For the experiment, twenty 10-week-old mule ducks, clinically healthy and AIV negative, were included in the study, in a BSL3 laboratory with negative pressure isolators, absolute air filtration and more than 2 m2 surface per isolator. Animals were randomly split into four groups to represent the different modalities of transmission. In the first isolator, five ducks were inoculated at day 0 with 106 EID50 H5N8 (A/duck/France/171201g/2017(H5N8)) through choanal instillation (Infected group) with additional 5 non-infected ducks (contact group). Five non-infected ducks were put in an isolator receiving air from the infected group isolator (aerosol group). Five additional non-infected ducks were housed in another isolator into a fully closed system (control group). During the seven following days, ducks were fed and had access to water ad libitum. For each animal, tracheal swabs (TS), cloacal swabs (CS), feather pulp (FP) and blood were sampled at days 0 to check negativity (all samples) and then from day 1 to day 7.
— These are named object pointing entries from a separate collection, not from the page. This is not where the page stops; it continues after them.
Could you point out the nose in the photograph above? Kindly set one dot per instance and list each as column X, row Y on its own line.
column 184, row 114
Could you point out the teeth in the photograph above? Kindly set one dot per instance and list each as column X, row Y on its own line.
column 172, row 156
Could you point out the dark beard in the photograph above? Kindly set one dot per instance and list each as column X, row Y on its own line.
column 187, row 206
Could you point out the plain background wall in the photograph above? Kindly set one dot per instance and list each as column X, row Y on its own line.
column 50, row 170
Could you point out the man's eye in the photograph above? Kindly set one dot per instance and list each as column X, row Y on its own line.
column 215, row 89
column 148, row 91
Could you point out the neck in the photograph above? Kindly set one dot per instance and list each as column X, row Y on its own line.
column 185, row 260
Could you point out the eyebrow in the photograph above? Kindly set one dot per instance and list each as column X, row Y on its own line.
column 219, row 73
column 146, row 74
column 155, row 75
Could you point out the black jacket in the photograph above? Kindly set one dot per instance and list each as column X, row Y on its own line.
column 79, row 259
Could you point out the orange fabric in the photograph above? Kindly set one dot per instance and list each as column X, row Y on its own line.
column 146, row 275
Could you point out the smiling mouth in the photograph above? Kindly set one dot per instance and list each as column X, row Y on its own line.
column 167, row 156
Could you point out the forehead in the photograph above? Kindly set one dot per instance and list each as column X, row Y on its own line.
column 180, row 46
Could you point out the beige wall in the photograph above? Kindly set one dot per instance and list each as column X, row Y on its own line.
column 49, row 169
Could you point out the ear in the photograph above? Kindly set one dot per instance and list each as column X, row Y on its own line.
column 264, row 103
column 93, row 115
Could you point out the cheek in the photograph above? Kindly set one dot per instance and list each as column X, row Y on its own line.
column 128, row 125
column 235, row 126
Viral isolation and amplification

To obtain a viral stock for experimental infections, viral isolation and amplification were conducted on feather pulp of an infected mule duck of flock 2 with the highest Cq value on RT-qPCR. For viral isolation, feather pulp was placed in 500 µL of 1X PBS and vortexed for 30 s. Then 150 µL of supernatant at the dilution 1:100 in PBS with penicillin and streptomycin 4X were inoculated to 10-day-old specific-pathogen-free embryonated chicken eggs (INRAE PFIE, Nouzilly, France). Eggs were kept at 37 °C in a humidity chamber during 48 h and then placed at 4 °C overnight. Allantoic liquids were harvested and titrated by hemagglutination assay with fresh and washed chicken red blood cells.
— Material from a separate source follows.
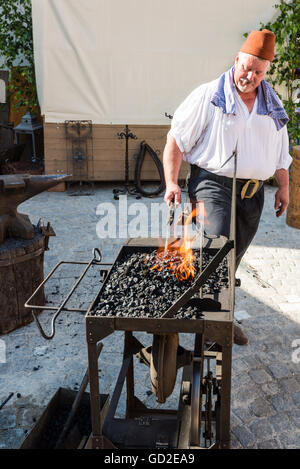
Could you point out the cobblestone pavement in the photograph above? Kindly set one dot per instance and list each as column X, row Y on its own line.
column 266, row 373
For viral amplification, a similar passage on embryonated eggs was done on allantoic liquid with the highest hemagglutination assay titer. Embryonated chicken eggs were inoculated with 100 µL of a 1:100 dilution in PBS with penicillin and streptomycin 2X. The viral stock was then aliquoted and stored at − 80 °C. In parallel, the titer of this viral stock was also determined by Tissue Culture Infectious Dose (TCID50) method on MDCK cells and calculated by the Spearman & Kärber algorithm20. All these steps were processed in a BSL3 lab in strict compliance with biosafety procedures. Sequences of amplified A/duck/France/171201g/2017(H5N8) virus, first isolated from a mule duck feather, were deposited on GenBank database under MK208604-MK208610 accession numbers.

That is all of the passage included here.